Livre e unida

Não há tempos tão sombrios em que as ideias generosas não possam ser pensadas e não devam ser defendidas.

Nestes dias em que um novo ataque terrorista, desta vez na capital da União Europeia, levará como sempre ao questionamento da liberdade de circulação e do próprio projeto europeu, talvez valha a pena lembrar como esse projeto nasceu. Não foi num tempo de concórdia, numa terra de paz ou num momento em que as melhores condições estivessem reunidas. O projeto europeu nasceu entre gente assustada e perseguida, traumatizada pela guerra e saturada pelas inimizades, sem recursos, nem forças e às vezes nem razões para ter esperança.

Quando me convidam para falar em escolas sobre o projeto europeu, começo muitas vezes pelo exemplo dos três jovens italianos — Ernesto Rossi, Eugeni Colorni e Altiero Spinelli — e que escreveram o Manifesto por uma Europa Livre e Unida, um primeiro e visionário esboço de uma democracia europeia. Presos na pequeníssima ilha de Ventotene por crime de anti-fascismo, foi a mulher de um deles, Ursula Hirschman, refugiada e judia, que trouxe o manifesto para o continente. Eis o exemplo quase extremo de uma situação de impotência: isolados, silenciados, sem recursos, sem influência e correndo risco de vida, estes quatro jovens não se impediram de imaginar um futuro fraterno.

No centro desse projeto está a ideia de que se pode ter mais do que uma identidade: pode ser-se mulher judia e alemã, e ainda assim lutar com italianos por uma democracia europeia, e ainda assim ser uma cidadã do mundo defendendo direitos humanos universais e indivisíveis. Cada identidade dá sentido, peso e consequência às outras.

Esse projeto pode parecer ingénuo. Mas não é inócuo. Ele ameaça diretamente um outro projeto: o do autoritário e do demagogo que proclama aos seus seguidores que uma identidade só pode sobreviver se excluir todas as outras. Se fores judeu, dizia-se, não podes ser alemão. Se fores muçulmano, diz-se, não podes ser europeu.

Se o projeto das identidades partilhadas vencer, o da identidade exclusiva (e excludente) perde, e com ele perdem poder os autoritários e demagogos.

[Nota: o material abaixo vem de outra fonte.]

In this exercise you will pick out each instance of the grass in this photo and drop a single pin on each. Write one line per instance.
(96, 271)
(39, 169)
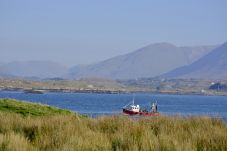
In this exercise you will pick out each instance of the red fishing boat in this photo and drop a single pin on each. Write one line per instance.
(132, 109)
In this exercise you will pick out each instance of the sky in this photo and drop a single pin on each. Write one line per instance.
(75, 32)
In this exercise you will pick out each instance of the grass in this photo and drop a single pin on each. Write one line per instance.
(32, 109)
(118, 133)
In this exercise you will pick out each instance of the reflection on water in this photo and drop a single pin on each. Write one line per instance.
(109, 104)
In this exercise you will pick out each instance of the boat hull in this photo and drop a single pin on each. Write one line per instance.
(140, 113)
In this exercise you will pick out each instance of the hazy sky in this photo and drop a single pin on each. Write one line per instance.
(83, 31)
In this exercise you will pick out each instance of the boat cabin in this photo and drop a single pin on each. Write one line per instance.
(135, 108)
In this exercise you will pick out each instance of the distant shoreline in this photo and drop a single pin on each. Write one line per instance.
(41, 91)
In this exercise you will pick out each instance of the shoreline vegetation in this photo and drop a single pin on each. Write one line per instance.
(30, 126)
(179, 87)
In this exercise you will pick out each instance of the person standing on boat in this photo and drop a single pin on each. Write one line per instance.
(154, 107)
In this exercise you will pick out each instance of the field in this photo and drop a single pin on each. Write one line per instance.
(27, 126)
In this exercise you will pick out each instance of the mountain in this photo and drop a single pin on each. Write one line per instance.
(211, 66)
(148, 61)
(27, 69)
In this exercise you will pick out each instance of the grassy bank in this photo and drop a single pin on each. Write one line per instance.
(60, 131)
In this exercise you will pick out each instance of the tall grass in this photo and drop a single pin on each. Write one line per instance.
(65, 131)
(71, 132)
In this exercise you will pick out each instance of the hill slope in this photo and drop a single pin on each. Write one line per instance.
(211, 66)
(149, 61)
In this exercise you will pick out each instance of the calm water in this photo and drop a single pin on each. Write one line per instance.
(105, 104)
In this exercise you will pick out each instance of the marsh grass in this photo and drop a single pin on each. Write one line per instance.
(72, 132)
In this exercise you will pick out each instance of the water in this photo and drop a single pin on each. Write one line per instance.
(107, 104)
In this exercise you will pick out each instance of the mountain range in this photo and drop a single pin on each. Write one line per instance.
(149, 61)
(163, 59)
(211, 66)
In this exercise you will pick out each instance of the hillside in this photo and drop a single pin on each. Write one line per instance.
(32, 109)
(211, 66)
(149, 61)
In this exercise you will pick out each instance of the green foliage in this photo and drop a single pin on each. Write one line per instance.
(66, 131)
(31, 109)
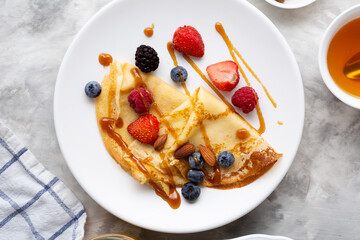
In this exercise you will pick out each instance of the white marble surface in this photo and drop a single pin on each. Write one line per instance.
(319, 197)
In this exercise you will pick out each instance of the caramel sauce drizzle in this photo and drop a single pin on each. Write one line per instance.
(119, 123)
(216, 179)
(174, 198)
(149, 31)
(220, 29)
(262, 127)
(171, 51)
(106, 125)
(105, 59)
(140, 83)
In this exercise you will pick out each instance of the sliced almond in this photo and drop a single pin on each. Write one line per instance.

Ora, tal como nem todos os defensores das identidades partilhadas são iguais — e conhecem e acolhem as suas diferença — também os autoritários e demagogos defendem às vezes coisas que parecem opostas. Só que, no caso deles, escondem e mascaram as semelhanças que têm entre si. Todos os autoritários e demagogos dependem do medo e usam como método a lavagem cerebral. No caso dos fanáticos islamistas, para impedir que os jovens muçulmanos se possam identificar como mais do que só muçulmanos: homens e mulheres, europeus, ocidentais ou cosmopolitas. No caso dos fanáticos islamofóbicos, para impedir que a Europa possa acolher refugiados ou para usar os atentados como forma de acabar com a liberdade de circulação que é ainda hoje uma das características mais sedutoras de um projeto europeu que detestam.

Por muito ódio que uns e outros tenham, não são mais assustadores do que os seus antepassados fascistas. E, tal como no passado, não impedirão as ideias generosas de uma Europa unida e livre acompanhando a primazia dos direitos humanos universais e indivisíveis, de serem pensadas, defendidas — e vitoriosas.